Apple may be fabless, but they’re not just throwing darts at a feature board either. They set the bar— thickness, brightness, power draw, integrated touch sensors — and Samsung Display breaks a sweat trying to hit it. That new foldable panel you’re hyped about? It didn’t exist in any Samsung product before Apple came knocking with their “wishlist.”
So no, Apple’s not soldering circuits, but let’s not pretend they’re sitting in a sandbox while Samsung does all the adult work. It’s a collaborative effort, and Apple’s role is very much at the innovation table — just not holding the soldering iron.
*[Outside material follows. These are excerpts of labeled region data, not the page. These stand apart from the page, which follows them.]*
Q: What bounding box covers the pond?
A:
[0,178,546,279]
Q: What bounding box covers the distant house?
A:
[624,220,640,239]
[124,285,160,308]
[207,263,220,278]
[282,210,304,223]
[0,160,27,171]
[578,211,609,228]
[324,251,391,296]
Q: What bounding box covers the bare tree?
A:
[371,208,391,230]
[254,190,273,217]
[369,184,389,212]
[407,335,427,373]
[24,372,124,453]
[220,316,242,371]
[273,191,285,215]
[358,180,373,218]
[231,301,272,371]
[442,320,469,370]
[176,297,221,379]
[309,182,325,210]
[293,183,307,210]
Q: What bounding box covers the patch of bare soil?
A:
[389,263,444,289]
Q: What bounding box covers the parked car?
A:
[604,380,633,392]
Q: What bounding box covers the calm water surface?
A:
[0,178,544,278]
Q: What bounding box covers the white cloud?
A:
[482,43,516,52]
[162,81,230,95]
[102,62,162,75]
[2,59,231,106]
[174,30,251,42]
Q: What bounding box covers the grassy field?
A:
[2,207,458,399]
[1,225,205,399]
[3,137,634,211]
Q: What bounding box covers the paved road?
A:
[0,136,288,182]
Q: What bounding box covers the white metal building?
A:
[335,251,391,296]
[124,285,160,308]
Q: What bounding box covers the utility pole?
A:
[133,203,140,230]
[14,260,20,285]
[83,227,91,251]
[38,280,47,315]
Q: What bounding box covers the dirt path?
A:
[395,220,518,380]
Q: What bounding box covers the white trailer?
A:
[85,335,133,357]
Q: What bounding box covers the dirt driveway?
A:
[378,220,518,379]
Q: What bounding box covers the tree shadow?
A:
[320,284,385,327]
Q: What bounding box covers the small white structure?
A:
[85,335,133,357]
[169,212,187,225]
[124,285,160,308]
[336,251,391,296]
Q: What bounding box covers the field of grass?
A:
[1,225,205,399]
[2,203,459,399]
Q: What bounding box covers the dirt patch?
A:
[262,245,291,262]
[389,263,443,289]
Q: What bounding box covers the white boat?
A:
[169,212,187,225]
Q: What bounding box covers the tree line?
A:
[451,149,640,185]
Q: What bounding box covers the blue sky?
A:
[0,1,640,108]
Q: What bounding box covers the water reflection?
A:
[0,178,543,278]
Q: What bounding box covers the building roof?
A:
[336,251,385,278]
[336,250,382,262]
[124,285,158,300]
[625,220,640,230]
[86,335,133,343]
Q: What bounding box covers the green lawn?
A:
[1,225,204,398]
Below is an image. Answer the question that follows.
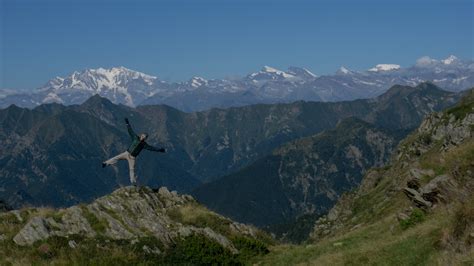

I feel like you’re just throwing around buzzwords with no understanding of how this industry works. The suppliers like Samsung do the engineering and hard intellectual stuff. Apple does not know how the displays are engineered, just what specs the end-product should have.
Apple tells Samsung what brightness they want, the number of pixels, the size, how prominent the crease should be and other superficial specs. This is intellectually equivalent to ordering pizza from dominos.
Samsung is the one who has the engineer and design the solution. Making a spec sheet is low skill work that anyone can do. The hard part is engineering a process that can achieve your desired specs at a sufficient yield and quality.
There is no “collaboration” in engineering between Apple and Samsung other than Samsung telling Apple the price for the intended spec. Apple can then spec up or down depending on their budget (Example: if Apple wanted 3000 nits and Samsung can’t achieve that with their current technology at a low enough price, Apple will then request 2000 nits). Apple isn’t doing any of the developing.
Your argument also makes no economic sense since Samsung is a very expensive display mfg. If this were Apple’s solution, then they’d be using low-cost Chinese mfg. the reason they only use Samsung is that only Samsung can engineer the solution to reach their intended wishlist of features. The others can’t at the moment, but they are probably working on their own engineering solutions to reach Apple’s wishlist of features.